"Tidak berlaku Amplop Pelicin Pencairan DIPA"
Kanwil Direktorat Jenderal Perbendaharaan Sumut menegaskan, pihaknya tidak pernah memberlakukan adanya titipan ‘amplop’ sebagai pelicin untuk pencairan DIPA yang dikelola Ditjen Perbendaharaan Sumut untuk daerah, tapi menyalurkan anggaran secara transparan dan sesuai ketentuan dan peraturan yang ada.
Penegasan tersebut diungkapkan Kakanwil Ditjen Perbendaharaan Sumut Fadallah dalam rapat kerja dengan Komisi C DPRD Sumut, dipimpin Ketua Komisi H Arifin Nainggolan, SH didampingi Wakil Ketua dan Sekretaris Komisi Mulkan Ritonga dan Rooslynda Marpaung,(25/3) di DPRD Sumut.
“Di Kanwil Ditjen Perbendaharaan tidak ada amplop-amplopan, dalam setiap pembayaran atau pencairan dana pusat melalui Kanwil Ditjen Perbendaharaan Sumut untuk daerah, karena kita juga tidak menerapkan birokraksi yang ketat,” ujar Fadallah.
Dalam rapat yang juga dihadiri anggota Komisi C seperti Irwansyah Damanik, Melizar Latif, Efendi Napitupulu, Eddi Rangkuti, Kakanwil Ditjen Perbendaharaan Sumut menyebutkan, dalam pembayaran atau pencairan dana pusat untuk Sumut dapat dilakukan di setiap meja pegawai.
Terkait DAK dan DAU Sumut Rp24 triliun, Fadallah menyebutkan jumlahnya sudah maksimal, karena Rp24 triliun itu tidak termasuk kontribusi yang diperoleh Sumut dari PPh (pajak penghasilan), PBB (Pajak Bumi dan Bangunan), PPN (Pajak Pertambahan Nilai) dan BPHTB, karena pembagiannya sudah ada ketentuan. Untuk DAU pembagiannya 1/13, sedangkan untuk DAK pembagiannya 30:30:30:10.
Disebutkannya, DIPA TA 2009 berdasarkan pagu anggaran sebesar Rp12,606 triliun, yang realisasinya mencapai Rp11,777 triliun lebih atau 93,43 persen, terkendala oleh penyerapan dana yang tidak proporsional setiap bulan atau triwulan, sehingga terjadi penumpukan penyerapan pada akhir tahun anggaran yaitu dibulan Desember.

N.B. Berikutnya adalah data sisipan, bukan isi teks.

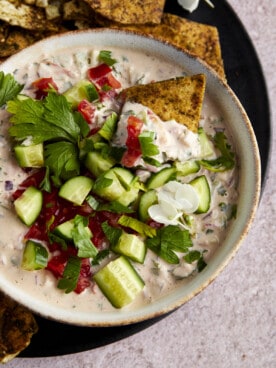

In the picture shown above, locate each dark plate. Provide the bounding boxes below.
[20,0,271,357]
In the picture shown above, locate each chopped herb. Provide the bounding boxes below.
[72,215,98,258]
[91,249,110,266]
[57,256,81,294]
[99,50,117,66]
[146,225,192,264]
[199,132,235,172]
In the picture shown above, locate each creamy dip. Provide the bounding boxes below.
[0,44,238,312]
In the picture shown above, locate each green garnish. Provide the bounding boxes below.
[98,50,117,66]
[57,256,81,294]
[199,132,235,172]
[72,215,98,258]
[0,72,24,108]
[118,215,156,238]
[146,225,192,264]
[102,221,123,246]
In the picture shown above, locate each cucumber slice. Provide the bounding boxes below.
[198,128,214,157]
[93,256,145,308]
[21,240,48,271]
[175,161,200,176]
[93,169,125,201]
[189,175,211,213]
[14,186,43,226]
[146,167,176,189]
[59,176,93,206]
[138,189,157,221]
[14,143,44,167]
[85,151,115,177]
[112,232,146,263]
[93,167,139,206]
[63,80,99,108]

Sedangkan pagu anggaran Propsu tahun anggaran 2010 sebesar Rp11,086 triliun, yang realisasinya hingga Februari 2010 baru mencapai Rp623,866 milyar atau 5,63 persen.
Menyangkut kontribusi untuk PAD Sumut, Fadallah berpendapat, Pempropsu bisa menggenjot PAD lewat NJOP (Nilai Jual Objek Pajak) terhadap tanah dan bangunan di Sumut, terutama lahan perkebunan yang dimiliki Sumut cukup luas, dibanding mengharapkan bagi hasil yang klausulnya tidak ada.
“Perlu dilakukan evaluasi kembali NJOP yang diterapkan selama ini sudah sesuai apa belum. Kalau luas perkebunan di Sumut mencapai 2 jutaan hektar dikali NJOP Rp100.000 per ha, diyakini PBB yang diperoleh bisa mencapai Rp200 milyar per tahun,” ujarnya.
Karena, tambah Fadallah lagi, kalau bagi hasil dari BUMN tipis kemungkinannya, sebab sharing ke Negara dari BUMN hanya 50 persen dari keuntungan setelah RUPS (Rapat Umum Pemegang Saham) dan 50 persen lagi untuk belanja pegawai, operasional dan lainnya.
“Kalau daerah menginginkan bagi hasil, bisa diperjuangkan agar 50 persen untuk pegawai dan operasional BUMN itu dibagi untuk daerah,” ujarnya. (*)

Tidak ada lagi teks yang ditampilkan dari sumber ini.